10 Aralık 2009'da Bursa Mustafa Kemalpaşa"da maden ocağında meydana gelen göçükte 19 İşçi yaşamını yitirdi
23 Şubat 2010"da Balıkesir'in Dursunbey ilçesine bağlı Oda köy"de ki maden ocağında, grizu patlaması meydana geldi ve 17 işçi yaşamını yitirdi
Ve Tavşanlı"da daha dün toprağa verilen iki madencinin mezar toprağına serpilen su henüz kurumamışken bu kez de Zonguldak"tan gelen kara haber hepimizi üzüntüye boğdu. Türkiye Taşkömürü Kurumu"nun (TTK) Karadon Müessese Müdürlüğüne bağlı maden ocağında hazırlık işi yapan taşeron firma Yapı Tek Şirketi"nin faaliyeti sırasında, 17 Mayıs Pazartesi günü gerçekleşen patlamada 10 işçi yaralı olarak kurtarıldı. 4 gün süren kurtarma çalışmaları sonucunda ne yazık ki, mahsur kalan 30 işçinin cansız bedenlerine ulaşıldı.
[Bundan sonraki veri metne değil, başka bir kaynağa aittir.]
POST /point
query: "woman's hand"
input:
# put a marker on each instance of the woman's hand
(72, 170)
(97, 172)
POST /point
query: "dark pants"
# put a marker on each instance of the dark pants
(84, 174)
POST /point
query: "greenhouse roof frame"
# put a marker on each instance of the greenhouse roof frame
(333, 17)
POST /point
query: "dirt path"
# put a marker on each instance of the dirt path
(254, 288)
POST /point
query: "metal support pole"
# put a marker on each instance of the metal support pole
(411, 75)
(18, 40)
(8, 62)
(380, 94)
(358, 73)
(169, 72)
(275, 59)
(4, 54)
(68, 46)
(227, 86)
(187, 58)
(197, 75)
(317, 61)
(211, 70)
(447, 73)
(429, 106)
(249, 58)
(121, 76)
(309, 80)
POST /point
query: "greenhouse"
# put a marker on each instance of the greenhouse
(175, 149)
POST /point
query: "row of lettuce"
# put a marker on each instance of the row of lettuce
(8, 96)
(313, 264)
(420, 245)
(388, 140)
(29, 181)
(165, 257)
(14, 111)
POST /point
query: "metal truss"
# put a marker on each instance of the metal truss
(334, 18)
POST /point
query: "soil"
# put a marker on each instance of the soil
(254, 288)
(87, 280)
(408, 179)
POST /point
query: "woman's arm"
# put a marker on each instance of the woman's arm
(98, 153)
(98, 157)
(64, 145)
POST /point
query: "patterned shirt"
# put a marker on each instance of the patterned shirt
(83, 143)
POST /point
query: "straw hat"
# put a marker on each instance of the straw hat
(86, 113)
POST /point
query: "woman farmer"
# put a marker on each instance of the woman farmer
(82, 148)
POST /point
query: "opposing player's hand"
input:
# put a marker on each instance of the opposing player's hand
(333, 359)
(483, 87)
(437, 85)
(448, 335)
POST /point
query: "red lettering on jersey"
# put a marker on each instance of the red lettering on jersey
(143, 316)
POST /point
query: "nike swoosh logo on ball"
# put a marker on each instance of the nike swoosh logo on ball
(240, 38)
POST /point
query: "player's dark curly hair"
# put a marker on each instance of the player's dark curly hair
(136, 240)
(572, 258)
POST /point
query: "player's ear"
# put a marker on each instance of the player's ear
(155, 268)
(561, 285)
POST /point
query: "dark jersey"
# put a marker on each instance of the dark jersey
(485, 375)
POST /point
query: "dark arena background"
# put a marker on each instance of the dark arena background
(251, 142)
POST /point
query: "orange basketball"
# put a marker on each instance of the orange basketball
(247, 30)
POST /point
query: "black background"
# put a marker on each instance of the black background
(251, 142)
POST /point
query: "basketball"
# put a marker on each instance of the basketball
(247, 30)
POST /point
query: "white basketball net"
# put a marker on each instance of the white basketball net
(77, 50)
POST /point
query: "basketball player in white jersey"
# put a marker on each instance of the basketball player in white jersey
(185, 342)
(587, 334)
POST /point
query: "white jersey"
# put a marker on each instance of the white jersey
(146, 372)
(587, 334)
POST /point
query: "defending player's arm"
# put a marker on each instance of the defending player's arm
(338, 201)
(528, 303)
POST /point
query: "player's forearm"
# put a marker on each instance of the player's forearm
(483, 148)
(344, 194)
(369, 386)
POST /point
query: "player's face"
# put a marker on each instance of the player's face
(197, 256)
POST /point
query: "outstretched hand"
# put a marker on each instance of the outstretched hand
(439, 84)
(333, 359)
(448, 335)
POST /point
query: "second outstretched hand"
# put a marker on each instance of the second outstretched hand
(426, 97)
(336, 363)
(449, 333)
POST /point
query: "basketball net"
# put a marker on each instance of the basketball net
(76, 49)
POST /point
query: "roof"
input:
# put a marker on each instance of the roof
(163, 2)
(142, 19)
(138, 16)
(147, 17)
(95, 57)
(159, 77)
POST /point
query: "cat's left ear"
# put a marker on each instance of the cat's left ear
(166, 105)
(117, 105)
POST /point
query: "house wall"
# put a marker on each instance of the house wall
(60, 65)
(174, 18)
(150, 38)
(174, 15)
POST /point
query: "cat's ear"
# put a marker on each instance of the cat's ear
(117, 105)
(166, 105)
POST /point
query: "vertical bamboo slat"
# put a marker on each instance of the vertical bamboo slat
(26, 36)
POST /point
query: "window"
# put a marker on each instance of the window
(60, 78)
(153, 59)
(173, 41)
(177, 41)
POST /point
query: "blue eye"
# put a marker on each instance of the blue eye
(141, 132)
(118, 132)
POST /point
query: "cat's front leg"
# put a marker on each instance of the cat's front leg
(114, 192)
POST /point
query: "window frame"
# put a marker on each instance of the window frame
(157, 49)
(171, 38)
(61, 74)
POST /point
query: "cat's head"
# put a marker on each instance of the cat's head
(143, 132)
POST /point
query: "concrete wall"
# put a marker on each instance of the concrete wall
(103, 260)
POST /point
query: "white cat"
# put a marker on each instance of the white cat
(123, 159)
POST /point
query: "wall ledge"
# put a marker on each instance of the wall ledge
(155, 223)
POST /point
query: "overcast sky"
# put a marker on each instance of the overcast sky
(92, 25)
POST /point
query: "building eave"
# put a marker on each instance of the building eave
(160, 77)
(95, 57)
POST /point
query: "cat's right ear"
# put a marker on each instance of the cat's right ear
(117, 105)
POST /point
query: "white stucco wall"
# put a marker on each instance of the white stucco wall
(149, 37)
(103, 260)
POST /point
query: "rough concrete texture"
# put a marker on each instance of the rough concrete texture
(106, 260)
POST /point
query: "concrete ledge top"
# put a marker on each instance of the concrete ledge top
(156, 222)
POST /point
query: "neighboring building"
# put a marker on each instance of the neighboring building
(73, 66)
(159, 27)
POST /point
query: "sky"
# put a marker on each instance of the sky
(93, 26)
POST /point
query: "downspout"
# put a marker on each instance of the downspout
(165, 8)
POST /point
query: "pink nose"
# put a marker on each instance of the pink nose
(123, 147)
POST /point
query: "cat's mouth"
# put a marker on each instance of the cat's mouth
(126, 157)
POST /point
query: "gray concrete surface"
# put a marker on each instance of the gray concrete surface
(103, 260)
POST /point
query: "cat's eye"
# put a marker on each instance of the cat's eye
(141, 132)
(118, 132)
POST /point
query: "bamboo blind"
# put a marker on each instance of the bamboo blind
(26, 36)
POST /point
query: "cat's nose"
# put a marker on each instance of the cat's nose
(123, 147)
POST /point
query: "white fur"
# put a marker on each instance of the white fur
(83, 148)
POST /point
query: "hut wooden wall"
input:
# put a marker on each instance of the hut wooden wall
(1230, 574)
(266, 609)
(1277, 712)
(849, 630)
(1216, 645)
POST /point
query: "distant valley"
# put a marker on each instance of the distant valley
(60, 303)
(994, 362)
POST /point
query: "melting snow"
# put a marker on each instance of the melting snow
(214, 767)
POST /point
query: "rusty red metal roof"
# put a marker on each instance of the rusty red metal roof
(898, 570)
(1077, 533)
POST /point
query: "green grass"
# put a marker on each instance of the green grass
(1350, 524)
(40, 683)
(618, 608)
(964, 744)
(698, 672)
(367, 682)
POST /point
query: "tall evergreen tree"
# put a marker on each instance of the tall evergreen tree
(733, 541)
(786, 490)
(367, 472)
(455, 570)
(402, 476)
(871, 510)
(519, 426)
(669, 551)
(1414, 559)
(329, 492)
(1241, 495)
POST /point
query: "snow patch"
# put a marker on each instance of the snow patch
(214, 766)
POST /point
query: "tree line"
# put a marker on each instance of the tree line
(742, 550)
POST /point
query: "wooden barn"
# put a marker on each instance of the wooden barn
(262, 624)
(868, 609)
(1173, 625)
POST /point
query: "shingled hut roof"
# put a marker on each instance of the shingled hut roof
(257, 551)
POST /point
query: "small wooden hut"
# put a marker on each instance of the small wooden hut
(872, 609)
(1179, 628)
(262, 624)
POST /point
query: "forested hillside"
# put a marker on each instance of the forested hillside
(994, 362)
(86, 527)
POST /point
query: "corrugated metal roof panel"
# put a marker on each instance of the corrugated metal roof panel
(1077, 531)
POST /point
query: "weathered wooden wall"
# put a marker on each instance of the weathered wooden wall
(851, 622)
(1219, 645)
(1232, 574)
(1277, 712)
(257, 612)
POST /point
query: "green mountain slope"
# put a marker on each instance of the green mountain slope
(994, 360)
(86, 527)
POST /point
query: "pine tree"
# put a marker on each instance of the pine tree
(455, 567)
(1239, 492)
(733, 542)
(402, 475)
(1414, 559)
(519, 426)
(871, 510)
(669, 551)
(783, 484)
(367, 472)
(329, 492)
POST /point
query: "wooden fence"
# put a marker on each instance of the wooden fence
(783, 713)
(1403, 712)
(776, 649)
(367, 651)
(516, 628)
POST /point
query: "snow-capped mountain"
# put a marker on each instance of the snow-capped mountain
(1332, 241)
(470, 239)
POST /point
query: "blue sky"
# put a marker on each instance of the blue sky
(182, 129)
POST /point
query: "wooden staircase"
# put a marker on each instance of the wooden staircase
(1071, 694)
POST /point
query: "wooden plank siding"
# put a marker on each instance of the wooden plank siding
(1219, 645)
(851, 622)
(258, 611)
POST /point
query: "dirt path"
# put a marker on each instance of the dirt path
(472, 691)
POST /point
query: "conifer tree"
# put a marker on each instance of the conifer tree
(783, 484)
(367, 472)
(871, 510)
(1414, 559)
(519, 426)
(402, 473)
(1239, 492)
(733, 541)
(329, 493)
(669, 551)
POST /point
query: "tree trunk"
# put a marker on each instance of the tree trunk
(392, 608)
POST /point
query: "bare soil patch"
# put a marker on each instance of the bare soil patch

Sağlam tahkimatı olan, yeterli havalandırma sistemiyle düzenli havalandırılan, iş sağlığı ve güvenliği yönünden alınması gerekli tüm önlemlerin alındığı bir ocakta rastlanılmayacak bir iş cinayetine daha tanık oluyoruz. Yaşananlara kaza demek mümkün değildir. İş sağlığı ve iş güvenliği açısından alınması gereken önlemlerin maliyet unsuru olarak değerlendirildiği, iş ve ekmeğe ihtiyacı olan işçilerin ilkel koşullarda çalışmak zorunda bırakıldığı bir çalışma ortamında elbette ki, işçilerin bir iş cinayetine kurban gitmelerinden başka bir sonucun çıkması mümkün değildir.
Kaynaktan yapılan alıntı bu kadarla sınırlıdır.